W rozmowie z Anną Dryjańską dla naTemat Donald Tusk powiedział, że dane publikowane przez Orlen i Lotos "jasno pokazują, że od stycznia nastąpił skokowy wzrost ich zysków". Jak dodał, obniżenie cen za benzynę, to nie kwestia czynienia cudów.

Czytaj także: Dziennikarka napisała o blokadzie stacji Orlenu. Oto SMS, który dostała od polityka PiS

– Tu nie chodzi o żadne cuda. To nie jest tak, że ktoś siedzi w ukryciu i ma zapisane w tajnych księgach genialne pomysły na tanie paliwo – stwierdził przewodniczący Platformy Obywatelskiej.

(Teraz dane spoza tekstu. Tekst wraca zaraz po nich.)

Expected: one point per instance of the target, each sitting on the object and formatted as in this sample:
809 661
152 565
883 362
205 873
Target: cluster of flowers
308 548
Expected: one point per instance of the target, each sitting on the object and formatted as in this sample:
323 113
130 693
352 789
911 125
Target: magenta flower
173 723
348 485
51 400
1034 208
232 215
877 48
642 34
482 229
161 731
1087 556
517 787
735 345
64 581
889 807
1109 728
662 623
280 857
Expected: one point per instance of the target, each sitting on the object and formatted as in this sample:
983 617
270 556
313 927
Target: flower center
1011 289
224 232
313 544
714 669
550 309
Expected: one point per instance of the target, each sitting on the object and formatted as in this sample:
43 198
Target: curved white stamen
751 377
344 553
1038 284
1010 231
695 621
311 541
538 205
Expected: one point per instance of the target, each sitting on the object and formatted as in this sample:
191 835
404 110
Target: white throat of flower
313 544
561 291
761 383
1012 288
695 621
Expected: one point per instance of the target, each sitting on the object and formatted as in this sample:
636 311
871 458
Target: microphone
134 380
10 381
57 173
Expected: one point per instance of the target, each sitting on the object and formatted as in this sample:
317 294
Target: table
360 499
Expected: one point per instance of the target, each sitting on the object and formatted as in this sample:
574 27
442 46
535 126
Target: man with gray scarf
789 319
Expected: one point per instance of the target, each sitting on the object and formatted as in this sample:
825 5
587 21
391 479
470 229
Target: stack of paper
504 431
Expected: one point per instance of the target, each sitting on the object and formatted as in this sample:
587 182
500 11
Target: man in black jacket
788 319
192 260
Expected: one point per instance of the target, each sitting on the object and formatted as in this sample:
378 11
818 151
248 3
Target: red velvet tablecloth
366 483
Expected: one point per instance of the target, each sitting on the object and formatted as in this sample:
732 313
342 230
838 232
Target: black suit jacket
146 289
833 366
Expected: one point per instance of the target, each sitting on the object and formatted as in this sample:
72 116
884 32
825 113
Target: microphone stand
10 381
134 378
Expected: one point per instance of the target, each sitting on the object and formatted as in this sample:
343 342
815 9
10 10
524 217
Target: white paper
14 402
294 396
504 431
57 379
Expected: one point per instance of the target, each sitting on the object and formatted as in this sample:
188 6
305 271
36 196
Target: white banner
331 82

– Po prostu trzeba podejmować decyzje, w tym przypadku decyzje o możliwie minimalnej marży dla takich firm jak Orlen czy Lotos. Wtedy można utrzymać wzrost cen w ryzach – zauważył.

Czytaj także: Tusk wskazał ceny na Orlenie. "Teraz już wiecie, dlaczego pokazują z tamtej strony"

Donald Tusk podkreślił, że Polacy doskonale orientują się w kwestii rynku paliwowego – Wiedzą, że paliwo podrożało w wielu miejscach w Europie. Jednak w Polsce najbardziej – powiedział.

Według byłego premiera, społeczeństwo zniosłoby uzasadniony i umiarkowany wzrost cen paliwa. – Najbardziej szokuje fakt, że ceny paliwa osiągają absolutnie rekordowe pułapy mimo zdjętego VAT-u, a Orlen i Lotos notują najwyższe zyski w historii – wytknął.

Czytaj także: Ile będziemy musieli płacić za benzynę? Sondaż pokazał nastroje wśród Polaków

Jak zauważył, to właśnie inflacja i szalejąca drożyzna może doprowadzić do przegranej Prawa i Sprawiedliwości w nadchodzących wyborach. Nasza dziennikarka Anna Dryjańska zapytała także byłego premiera, ile kosztowałby litr paliwa, gdyby był u władzy. – 5,19 zł – odpowiedział bez wahania.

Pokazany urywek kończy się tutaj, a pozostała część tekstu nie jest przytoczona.